In the subsequent chapters, we will work through this set of problems and our proposed solutions in the following way:

Chapter 3 (“Versioning Living Corpora Using Git Commits”) will, on the one hand, introduce Git (in its actual implementation in the online service GitHub[4]), a powerful tool for distributed version control, as a way of versioning living corpora; on the other hand, using the GitHub API and the example of the GerDraCor corpus, we will illustrate what kind of additional (technical) metadata about living corpora can be retrieved.

Following chapter 3, we provide an excursus (“An Algorithmic Archaeology of a Living Corpus: GerDraCor as a Dynamic Epistemic Object”) in which we illustrate how Git-based versioning and the metadata that is produced in the course of versioning can be used for what we call corpus archaeology: an approach to the epistemic objects of CLS that treats them as technical objects whose genesis itself can be investigated. Crucial for our argumentation is the excursus because it vividly demonstrates what it means for a corpus to be “living”.

Version control using Git is a viable solution for the stabilization of living corpora, as long as they are “just” data. However, this is not yet a sufficient solution for the stabilization of programmable corpora, as these are in fact combinations of data and code, whereby both are in a reciprocal relationship of co-evolution. As a consequence, the independent stabilization of data on the one hand and code on the other by versioning may not be sufficient in this case. Therefore, in chapter 4 (“Dockerizing DraCor, for Example. On Versioning Programmable Corpora”), we present an approach that versionizes an entire programmable corpus as a bundle, using a containerization mechanism that we call “Dockerizing DraCor”.

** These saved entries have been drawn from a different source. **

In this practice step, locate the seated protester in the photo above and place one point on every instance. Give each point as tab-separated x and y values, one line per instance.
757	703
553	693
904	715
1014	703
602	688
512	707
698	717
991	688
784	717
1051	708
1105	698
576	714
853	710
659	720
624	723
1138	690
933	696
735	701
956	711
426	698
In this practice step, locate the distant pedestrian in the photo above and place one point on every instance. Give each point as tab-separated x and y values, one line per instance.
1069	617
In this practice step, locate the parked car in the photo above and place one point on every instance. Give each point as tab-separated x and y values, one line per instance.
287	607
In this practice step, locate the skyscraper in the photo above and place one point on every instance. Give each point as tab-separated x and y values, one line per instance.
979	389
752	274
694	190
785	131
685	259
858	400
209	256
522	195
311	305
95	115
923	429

In the chapter 4 in particular, we will again follow a prototyping approach, as we have already done in our report “D7.1 On Programmable Corpora” (cf. our explanation in [Börner and Trilcke, 2023, p.9–11]. This also implies that the technical solutions we propose have mostly already been implemented as prototypes in the development work accompanying this report. We indicate where these technical prototypes can be found at the relevant points in this report. The information in chapter 0 (“About this deliverable”) also provides an overview of the accompanying technical prototypes. Overall, our work revolves around the overarching “DraCor” prototype of a programmable corpora ecosystem: “DraCor” is a multicomponent prototype that includes a number of homogenized corpora and several APIs, some of which are document-based and some of which are research-driven; in addition, the DraCor prototype includes exemplary microservices.